Orphaned and wounded deer
Orphaned fawns and wounded deer highlight the cruelty of the Short Hills hunt. Dependent fawns who were still nursing were orphaned when their mothers were shot and killed. No-one knows what happened to these young animals. Did they survive or did they die from predation or starvation?
Also the Ministry did not track or count wounded deer. This was confirmed in an e-mail from Ministry staff. Four wounded deer were found dead just at the end of the hunt. One fawn was found in the water. Two bucks were located on the hill above the Boy Scout camp and an additional dead doe was reported by a hiker.

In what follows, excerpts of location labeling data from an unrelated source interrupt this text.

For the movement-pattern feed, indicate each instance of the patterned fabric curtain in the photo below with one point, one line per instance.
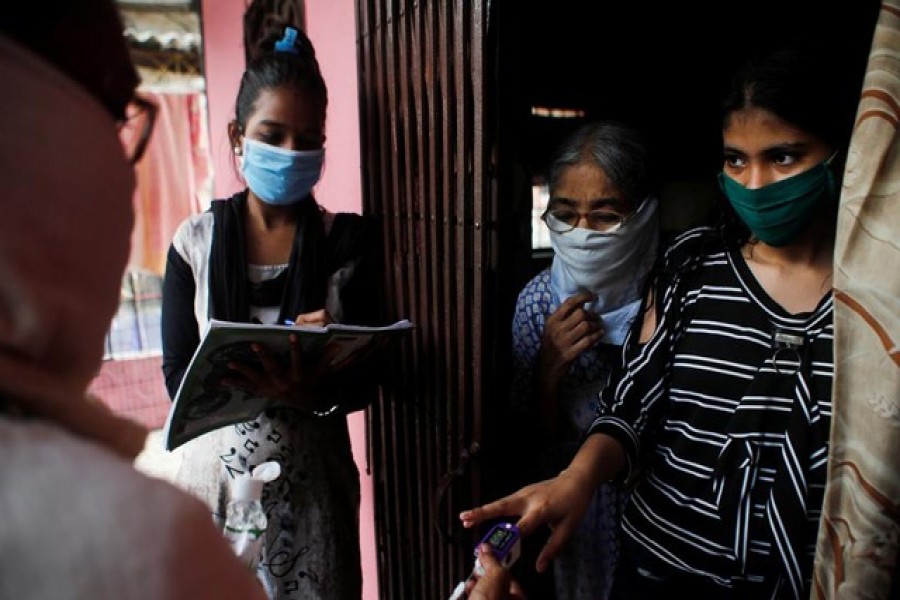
(858, 536)
(174, 179)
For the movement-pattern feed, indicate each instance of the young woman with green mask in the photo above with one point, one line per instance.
(721, 413)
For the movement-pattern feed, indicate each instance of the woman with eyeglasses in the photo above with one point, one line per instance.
(77, 520)
(571, 320)
(722, 412)
(271, 254)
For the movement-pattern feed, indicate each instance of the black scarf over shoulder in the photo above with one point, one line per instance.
(313, 258)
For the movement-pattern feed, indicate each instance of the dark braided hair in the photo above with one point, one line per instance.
(268, 69)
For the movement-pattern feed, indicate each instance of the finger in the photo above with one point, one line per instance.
(501, 508)
(296, 356)
(317, 318)
(570, 305)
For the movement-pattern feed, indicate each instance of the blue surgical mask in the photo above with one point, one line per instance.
(278, 176)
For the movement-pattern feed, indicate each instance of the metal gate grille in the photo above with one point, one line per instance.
(424, 176)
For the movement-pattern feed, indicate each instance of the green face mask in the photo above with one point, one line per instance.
(778, 212)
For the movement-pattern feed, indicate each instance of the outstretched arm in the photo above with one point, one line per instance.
(560, 502)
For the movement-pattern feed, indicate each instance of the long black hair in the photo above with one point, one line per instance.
(268, 69)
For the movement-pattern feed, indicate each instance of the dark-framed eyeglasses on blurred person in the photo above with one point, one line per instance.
(136, 127)
(565, 218)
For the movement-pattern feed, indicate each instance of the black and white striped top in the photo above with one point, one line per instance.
(726, 425)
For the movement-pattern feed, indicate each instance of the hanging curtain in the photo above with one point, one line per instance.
(859, 531)
(174, 179)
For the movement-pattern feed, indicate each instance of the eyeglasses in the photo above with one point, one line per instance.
(135, 128)
(565, 218)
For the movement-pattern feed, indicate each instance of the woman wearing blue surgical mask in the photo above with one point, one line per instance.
(721, 415)
(269, 254)
(572, 318)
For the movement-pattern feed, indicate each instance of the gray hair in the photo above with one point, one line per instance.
(617, 149)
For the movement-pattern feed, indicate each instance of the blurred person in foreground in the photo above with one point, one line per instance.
(78, 521)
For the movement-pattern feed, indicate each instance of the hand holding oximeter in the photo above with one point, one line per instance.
(505, 542)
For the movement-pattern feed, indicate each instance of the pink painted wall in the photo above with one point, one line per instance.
(331, 26)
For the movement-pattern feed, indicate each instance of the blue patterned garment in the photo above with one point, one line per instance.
(584, 569)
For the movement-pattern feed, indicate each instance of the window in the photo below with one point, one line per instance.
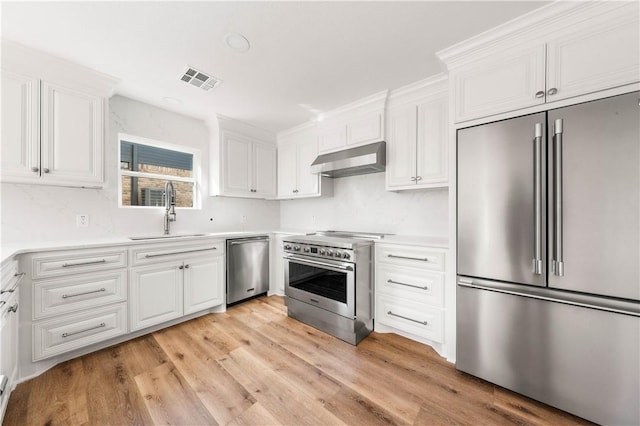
(145, 168)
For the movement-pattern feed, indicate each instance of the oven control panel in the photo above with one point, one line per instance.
(319, 251)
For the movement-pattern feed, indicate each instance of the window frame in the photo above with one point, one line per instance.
(195, 179)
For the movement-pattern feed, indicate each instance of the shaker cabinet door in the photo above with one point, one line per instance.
(505, 82)
(593, 58)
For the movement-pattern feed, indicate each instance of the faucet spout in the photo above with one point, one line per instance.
(170, 206)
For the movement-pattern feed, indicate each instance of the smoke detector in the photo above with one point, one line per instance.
(200, 79)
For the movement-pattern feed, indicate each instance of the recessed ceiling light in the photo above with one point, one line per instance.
(237, 42)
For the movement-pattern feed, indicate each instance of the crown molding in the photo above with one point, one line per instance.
(532, 27)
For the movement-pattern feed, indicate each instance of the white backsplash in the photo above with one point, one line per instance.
(361, 203)
(43, 213)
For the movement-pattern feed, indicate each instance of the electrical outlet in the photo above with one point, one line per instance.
(82, 220)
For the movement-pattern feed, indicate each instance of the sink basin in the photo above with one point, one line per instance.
(164, 237)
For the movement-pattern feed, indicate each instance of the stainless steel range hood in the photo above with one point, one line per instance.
(361, 160)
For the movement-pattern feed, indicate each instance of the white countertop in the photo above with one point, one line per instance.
(9, 250)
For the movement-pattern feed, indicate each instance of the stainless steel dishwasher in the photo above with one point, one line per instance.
(247, 268)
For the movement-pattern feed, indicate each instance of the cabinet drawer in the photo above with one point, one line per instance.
(62, 296)
(415, 318)
(420, 257)
(59, 335)
(160, 253)
(55, 264)
(410, 283)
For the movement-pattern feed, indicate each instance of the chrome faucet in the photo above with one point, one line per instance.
(170, 206)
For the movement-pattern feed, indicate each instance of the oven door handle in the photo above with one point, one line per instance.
(314, 262)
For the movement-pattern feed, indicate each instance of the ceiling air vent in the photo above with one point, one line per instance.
(200, 79)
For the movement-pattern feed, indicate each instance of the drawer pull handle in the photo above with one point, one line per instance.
(407, 318)
(408, 285)
(92, 262)
(179, 252)
(20, 276)
(66, 296)
(82, 331)
(422, 259)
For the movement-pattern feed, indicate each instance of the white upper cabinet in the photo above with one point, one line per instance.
(356, 124)
(417, 134)
(20, 127)
(243, 161)
(72, 136)
(564, 50)
(594, 57)
(508, 81)
(52, 120)
(264, 164)
(297, 149)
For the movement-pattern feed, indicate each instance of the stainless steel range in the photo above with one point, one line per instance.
(329, 282)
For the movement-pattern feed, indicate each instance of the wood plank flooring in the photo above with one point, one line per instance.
(253, 365)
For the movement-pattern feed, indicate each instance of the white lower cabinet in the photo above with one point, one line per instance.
(69, 332)
(410, 291)
(204, 280)
(155, 294)
(78, 298)
(174, 280)
(8, 339)
(414, 318)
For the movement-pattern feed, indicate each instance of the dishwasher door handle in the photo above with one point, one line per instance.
(257, 240)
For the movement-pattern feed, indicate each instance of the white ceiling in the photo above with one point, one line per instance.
(305, 57)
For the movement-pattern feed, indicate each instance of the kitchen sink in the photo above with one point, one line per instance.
(164, 237)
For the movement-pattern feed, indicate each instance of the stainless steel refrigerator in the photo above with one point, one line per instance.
(548, 294)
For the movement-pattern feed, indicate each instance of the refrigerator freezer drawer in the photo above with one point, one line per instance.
(581, 360)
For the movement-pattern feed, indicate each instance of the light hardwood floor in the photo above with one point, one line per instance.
(254, 365)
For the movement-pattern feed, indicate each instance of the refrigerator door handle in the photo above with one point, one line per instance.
(557, 264)
(537, 200)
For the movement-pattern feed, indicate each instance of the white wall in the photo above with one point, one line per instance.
(360, 203)
(43, 213)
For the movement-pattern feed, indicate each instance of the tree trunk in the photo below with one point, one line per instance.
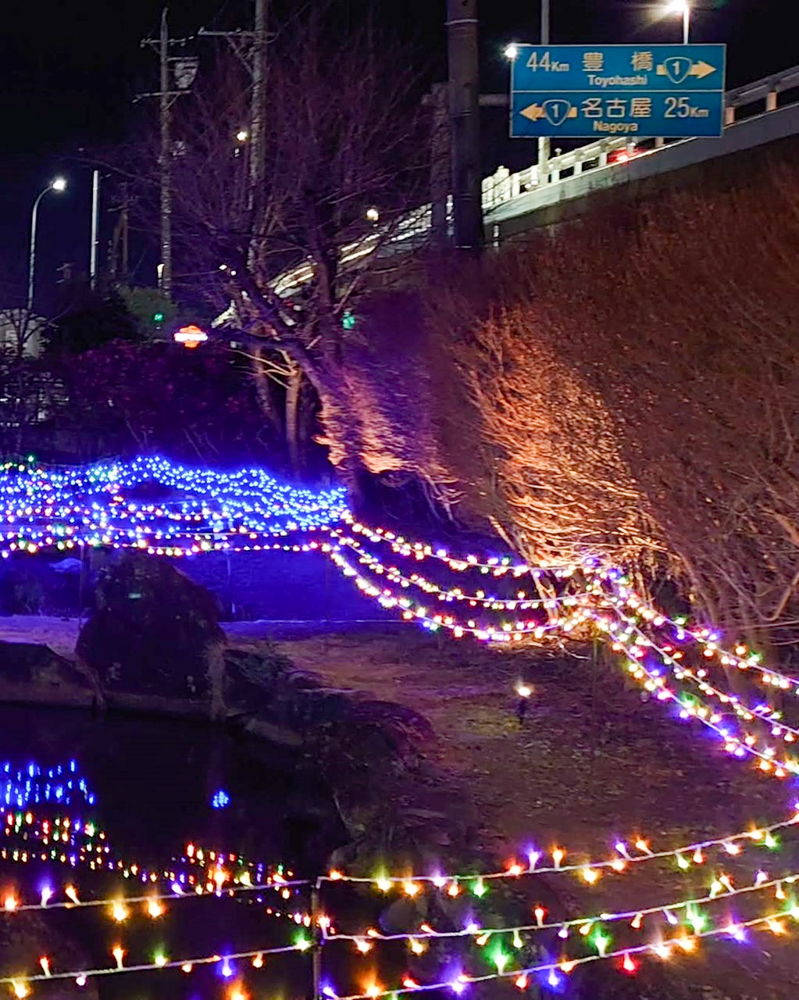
(293, 389)
(262, 390)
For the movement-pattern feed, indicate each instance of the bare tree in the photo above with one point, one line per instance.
(344, 162)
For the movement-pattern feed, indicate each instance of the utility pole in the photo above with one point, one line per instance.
(464, 123)
(95, 226)
(166, 163)
(258, 114)
(440, 173)
(184, 70)
(250, 47)
(543, 141)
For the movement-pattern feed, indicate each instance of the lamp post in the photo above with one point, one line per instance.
(682, 7)
(58, 185)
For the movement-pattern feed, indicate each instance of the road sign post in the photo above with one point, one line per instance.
(577, 91)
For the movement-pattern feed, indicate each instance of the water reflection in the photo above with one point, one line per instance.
(108, 805)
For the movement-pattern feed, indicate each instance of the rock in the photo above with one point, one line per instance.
(155, 632)
(68, 565)
(34, 673)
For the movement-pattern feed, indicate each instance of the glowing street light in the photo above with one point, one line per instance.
(682, 7)
(190, 336)
(59, 184)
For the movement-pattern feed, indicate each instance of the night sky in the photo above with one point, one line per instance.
(69, 72)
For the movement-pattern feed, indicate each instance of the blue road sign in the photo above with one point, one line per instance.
(621, 90)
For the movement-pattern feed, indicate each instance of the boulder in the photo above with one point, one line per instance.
(31, 672)
(154, 633)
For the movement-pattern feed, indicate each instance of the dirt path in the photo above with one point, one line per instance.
(591, 762)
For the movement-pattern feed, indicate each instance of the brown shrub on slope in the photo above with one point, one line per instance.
(637, 378)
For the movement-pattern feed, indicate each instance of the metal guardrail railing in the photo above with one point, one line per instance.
(503, 186)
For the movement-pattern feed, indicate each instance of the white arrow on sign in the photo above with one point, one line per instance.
(700, 70)
(555, 111)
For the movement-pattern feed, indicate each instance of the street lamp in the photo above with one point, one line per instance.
(59, 184)
(681, 7)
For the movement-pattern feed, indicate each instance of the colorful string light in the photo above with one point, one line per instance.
(246, 510)
(100, 505)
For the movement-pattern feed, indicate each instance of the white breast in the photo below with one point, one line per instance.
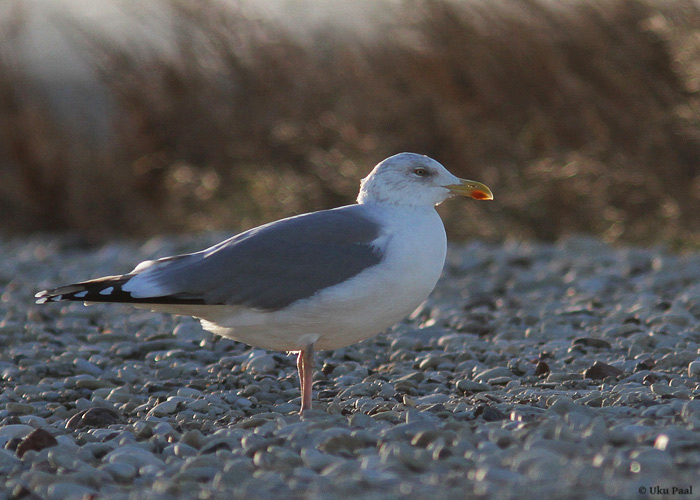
(414, 245)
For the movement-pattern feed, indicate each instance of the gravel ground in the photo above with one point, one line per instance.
(533, 371)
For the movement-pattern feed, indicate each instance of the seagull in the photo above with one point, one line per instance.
(320, 280)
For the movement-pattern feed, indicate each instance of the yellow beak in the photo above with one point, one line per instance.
(473, 189)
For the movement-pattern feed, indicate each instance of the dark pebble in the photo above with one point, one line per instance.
(542, 368)
(93, 417)
(489, 413)
(600, 371)
(36, 440)
(592, 342)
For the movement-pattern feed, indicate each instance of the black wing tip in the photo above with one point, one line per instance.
(109, 289)
(106, 289)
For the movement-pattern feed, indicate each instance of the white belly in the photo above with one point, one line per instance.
(414, 246)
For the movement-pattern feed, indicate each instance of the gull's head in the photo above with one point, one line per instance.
(416, 180)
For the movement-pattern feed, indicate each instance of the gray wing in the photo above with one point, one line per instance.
(268, 267)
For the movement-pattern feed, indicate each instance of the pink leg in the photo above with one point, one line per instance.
(305, 366)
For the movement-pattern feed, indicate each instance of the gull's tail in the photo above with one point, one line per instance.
(107, 289)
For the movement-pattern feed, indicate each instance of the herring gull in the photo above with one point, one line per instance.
(320, 280)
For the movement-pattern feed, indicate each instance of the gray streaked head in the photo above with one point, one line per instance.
(407, 179)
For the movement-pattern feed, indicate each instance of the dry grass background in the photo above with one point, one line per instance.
(582, 115)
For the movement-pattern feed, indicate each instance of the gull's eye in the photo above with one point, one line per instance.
(421, 172)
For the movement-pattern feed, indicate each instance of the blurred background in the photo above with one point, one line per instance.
(127, 118)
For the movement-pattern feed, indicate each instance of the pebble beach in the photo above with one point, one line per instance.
(567, 370)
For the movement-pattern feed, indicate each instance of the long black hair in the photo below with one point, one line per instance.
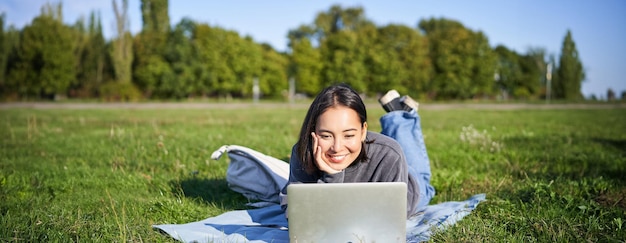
(340, 94)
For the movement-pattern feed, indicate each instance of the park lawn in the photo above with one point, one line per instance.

Information uncovered through FOI requests, show that members of the public have been in the park during each hunt, including cyclists, dog walkers, dirt bike riders, woman cutting Christmas tree branches and a man releasing rabbits. The FOI material shows that the Ministry failed to follow the protocol which requires the hunt to stop until people are safely removed from the park.
For safety reasons, the Fish and Wildlife Conservation Act and Regulations requires that hunters in provincial parks must keep their bows and arrows encased until they reach their hunting site (Part XIV, s. 106(2)). This regulation has not been enforced by Ministry staff despite repeated complaints about the violation.
Concerns about the Park’s environment
During the hunt days, the hunters are allowed to drive their vehicles, up to 35 or 40 in a day, into a vehicle prohibited area of the park. The road into the park and the weigh-in station show substantial damage from truck tires.
In addition, Ministry staff used three to four ATVs to transport dead deer from the kill site to the hunter vehicles causing considerable damage to fragile trails and off trail areas. Damage includes deep ruts, tree root exposure, damage to vegetation and riparian edges of river banks which remain today.
Short Hills Provincial Park is no longer an oasis of protection for wildlife in the Niagara Region.